SIDE
Software for Intake Distribution Estimation (SIDE) can help you obtain estimates of usual nutrient intake distributions, their moments, and their percentiles. The software uses a method developed at Iowa State University described in Nusser, et al. (1996).
With SIDE you can- Input SAS© data sets with multiple intake observations on at least some individuals in the sample.
- Adjust dietary intake data for discrete or continuous factors of your choice, such as day of the week or age of the individual, and make adjustments to any day.
- Accommodate different sampling weights associated with each individual.
- Analyze data collected on consecutive days using an estimate of the correlation among intake days for each different dietary component.
- Estimate the distribution of usual nutrient intake for any number of nutrients and for subpopulations, such as gender.
- Compute the proportion of all individuals with intake above or below any number of given thresholds for each nutrient, including those not equally spaced.
- Estimate the standard error of each estimated percentile of the distribution for simple random samples.

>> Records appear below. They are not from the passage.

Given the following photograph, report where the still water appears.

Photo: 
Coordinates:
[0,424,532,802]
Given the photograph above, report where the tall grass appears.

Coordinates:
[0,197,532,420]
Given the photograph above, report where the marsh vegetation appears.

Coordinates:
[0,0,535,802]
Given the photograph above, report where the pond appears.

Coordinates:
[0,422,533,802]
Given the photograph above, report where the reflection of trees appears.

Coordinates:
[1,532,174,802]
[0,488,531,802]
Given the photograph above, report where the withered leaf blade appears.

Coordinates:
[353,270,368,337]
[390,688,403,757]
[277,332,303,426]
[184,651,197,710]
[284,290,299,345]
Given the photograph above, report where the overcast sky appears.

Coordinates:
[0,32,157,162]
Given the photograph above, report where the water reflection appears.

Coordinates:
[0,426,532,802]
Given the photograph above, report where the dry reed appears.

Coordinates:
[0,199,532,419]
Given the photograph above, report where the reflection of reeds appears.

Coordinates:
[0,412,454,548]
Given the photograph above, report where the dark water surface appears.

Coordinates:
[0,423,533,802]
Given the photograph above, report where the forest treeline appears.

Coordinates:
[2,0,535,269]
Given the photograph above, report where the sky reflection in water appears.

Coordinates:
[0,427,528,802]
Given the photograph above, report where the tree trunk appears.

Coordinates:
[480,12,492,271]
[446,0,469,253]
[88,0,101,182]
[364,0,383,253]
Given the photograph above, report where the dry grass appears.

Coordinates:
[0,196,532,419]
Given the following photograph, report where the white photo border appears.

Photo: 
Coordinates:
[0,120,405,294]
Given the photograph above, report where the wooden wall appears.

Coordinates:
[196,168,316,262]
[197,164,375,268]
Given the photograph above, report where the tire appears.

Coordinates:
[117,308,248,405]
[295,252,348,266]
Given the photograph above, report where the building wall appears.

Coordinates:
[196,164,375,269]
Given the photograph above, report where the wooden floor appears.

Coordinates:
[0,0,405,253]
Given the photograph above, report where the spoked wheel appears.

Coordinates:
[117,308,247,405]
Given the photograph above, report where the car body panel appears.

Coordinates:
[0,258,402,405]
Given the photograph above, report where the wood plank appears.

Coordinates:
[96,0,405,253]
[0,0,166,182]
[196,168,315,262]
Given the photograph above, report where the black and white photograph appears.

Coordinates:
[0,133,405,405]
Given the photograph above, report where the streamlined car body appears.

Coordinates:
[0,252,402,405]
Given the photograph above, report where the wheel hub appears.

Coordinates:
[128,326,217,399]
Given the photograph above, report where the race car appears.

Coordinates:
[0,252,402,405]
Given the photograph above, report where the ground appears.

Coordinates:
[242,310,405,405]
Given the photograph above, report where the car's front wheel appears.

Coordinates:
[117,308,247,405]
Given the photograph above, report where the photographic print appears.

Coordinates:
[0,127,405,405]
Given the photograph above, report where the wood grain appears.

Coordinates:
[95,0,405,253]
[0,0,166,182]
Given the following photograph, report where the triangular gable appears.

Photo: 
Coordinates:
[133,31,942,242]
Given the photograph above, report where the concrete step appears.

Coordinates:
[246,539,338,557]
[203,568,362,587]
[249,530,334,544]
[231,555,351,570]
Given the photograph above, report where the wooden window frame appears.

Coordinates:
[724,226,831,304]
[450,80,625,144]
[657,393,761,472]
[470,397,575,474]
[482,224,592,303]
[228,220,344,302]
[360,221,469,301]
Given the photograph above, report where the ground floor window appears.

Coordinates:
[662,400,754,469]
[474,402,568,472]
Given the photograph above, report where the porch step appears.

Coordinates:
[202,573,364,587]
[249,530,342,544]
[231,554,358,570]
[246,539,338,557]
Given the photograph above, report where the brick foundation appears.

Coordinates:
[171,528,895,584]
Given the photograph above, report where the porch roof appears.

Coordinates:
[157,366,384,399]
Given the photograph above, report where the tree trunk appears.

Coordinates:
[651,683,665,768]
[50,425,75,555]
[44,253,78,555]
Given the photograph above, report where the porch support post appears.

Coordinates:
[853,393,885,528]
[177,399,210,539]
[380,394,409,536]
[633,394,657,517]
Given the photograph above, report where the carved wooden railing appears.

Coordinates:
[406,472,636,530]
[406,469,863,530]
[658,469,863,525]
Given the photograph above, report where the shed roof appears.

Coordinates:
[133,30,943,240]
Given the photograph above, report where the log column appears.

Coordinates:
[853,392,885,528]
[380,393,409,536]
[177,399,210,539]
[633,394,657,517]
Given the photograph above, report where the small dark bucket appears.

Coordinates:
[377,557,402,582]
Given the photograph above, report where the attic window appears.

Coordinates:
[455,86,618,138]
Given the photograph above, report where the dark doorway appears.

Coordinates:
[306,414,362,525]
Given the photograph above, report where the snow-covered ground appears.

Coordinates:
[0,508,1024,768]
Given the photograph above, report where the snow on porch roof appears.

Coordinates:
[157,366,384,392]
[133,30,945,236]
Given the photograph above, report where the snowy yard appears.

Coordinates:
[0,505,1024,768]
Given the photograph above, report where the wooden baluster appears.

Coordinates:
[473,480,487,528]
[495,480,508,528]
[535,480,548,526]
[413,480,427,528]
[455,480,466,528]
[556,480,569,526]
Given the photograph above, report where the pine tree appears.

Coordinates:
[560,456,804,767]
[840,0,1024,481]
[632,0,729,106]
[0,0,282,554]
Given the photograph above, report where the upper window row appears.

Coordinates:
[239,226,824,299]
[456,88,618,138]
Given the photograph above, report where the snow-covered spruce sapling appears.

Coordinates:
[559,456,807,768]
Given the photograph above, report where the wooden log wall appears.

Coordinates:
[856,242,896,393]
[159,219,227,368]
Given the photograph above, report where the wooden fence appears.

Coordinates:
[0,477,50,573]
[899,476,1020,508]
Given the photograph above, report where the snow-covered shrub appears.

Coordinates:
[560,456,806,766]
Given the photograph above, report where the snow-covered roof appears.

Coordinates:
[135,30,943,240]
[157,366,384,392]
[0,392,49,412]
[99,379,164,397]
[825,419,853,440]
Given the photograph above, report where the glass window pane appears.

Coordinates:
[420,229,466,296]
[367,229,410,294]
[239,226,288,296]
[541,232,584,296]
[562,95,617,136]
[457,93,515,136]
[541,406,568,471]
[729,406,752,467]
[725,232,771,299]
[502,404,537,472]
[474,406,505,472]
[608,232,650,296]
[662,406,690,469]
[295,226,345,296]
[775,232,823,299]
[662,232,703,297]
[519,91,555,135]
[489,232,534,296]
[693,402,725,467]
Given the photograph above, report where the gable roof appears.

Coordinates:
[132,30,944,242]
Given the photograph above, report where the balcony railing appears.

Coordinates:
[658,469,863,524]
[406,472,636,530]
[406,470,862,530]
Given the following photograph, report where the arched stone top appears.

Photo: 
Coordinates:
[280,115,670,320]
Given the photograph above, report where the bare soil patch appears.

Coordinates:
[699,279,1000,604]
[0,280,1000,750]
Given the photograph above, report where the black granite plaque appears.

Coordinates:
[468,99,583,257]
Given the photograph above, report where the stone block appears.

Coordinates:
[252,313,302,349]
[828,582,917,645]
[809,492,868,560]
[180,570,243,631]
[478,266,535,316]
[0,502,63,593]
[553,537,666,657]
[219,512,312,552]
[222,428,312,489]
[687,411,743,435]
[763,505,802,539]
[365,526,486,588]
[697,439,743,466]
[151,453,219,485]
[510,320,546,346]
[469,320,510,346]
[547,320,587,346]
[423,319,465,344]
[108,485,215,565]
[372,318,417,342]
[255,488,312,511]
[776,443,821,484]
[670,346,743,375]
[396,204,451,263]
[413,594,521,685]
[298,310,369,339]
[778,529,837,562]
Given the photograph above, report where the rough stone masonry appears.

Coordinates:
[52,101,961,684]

- Output necessary data for producing plots of estimated densities.(Plots must be produced with another software package.)
What kind of output can you get?
With SIDE, you can control how much output is produced from your analyses. Detailed instructions for choosing what to output appear in the manual. SIDE allows you to print:- Moments of the observed intake distribution estimated either from the input data or from any of the various adjusted data sets.
- Selected percentiles of the observed intake distribution.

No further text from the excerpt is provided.